Friday, November 15, 2013

United States v. Kokinda case brief

United States v. Kokinda case brief summary
497 U.S. 720 (1990)

CASE SYNOPSIS
Appellant United States challenged a judgment from the United States Court of Appeals for the Fourth Circuit, which held that a post office sidewalk was a traditional public forum and that the government had no significant interest in banning solicitation. Respondents, political volunteers who solicited contributions, were convicted of violating 39 C.F.R. § 232.1(h)(1) (1989) for solicitation on postal premises.

CASE FACTS
Respondent volunteers set up table on sidewalk near local post office entrance to solicit contributions, sell books and subscriptions to organizational newspapers, and distribute political literature. Postal sidewalk lies entirely on Postal Service Department property, providing sole means for customers to travel from the parking lot to the post office building. When postmaster asked them to leave, respondents refused. Respondents were convicted of violating 39 C.F.R. § 232.1(h)(1) (1989), which prohibits solicitation on postal premises.
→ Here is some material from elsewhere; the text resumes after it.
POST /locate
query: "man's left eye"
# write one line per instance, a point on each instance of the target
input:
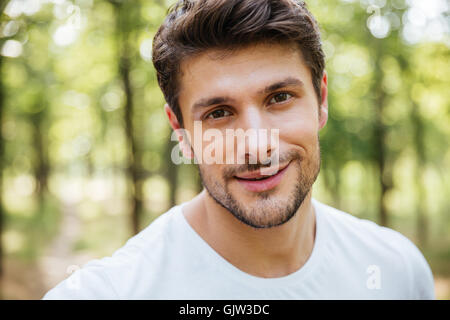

Fourth Circuit reversed district court's convictions, finding postal sidewalk was traditional public forum, government had no significant interest in banning solicitation, and regulation was not narrowly tailored to accomplish asserted governmental interest.

DISCUSSION
The United States Supreme Court reversed, holding postal sidewalk was not public forum and regulation did not violate First Amendment because it was validly applied and not unreasonable to prohibit solicitation speech on ground such speech unquestionably was disruptive of postal business.

CONCLUSION

Court reversed lower court opinion that postal sidewalk was a traditional public forum and postal regulation was an impermissible time, place, and manner regulation; holding validly applied regulation did not violate the First Amendment because it was not unreasonable to prohibit solicitation speech because it unquestionably disrupted postal business.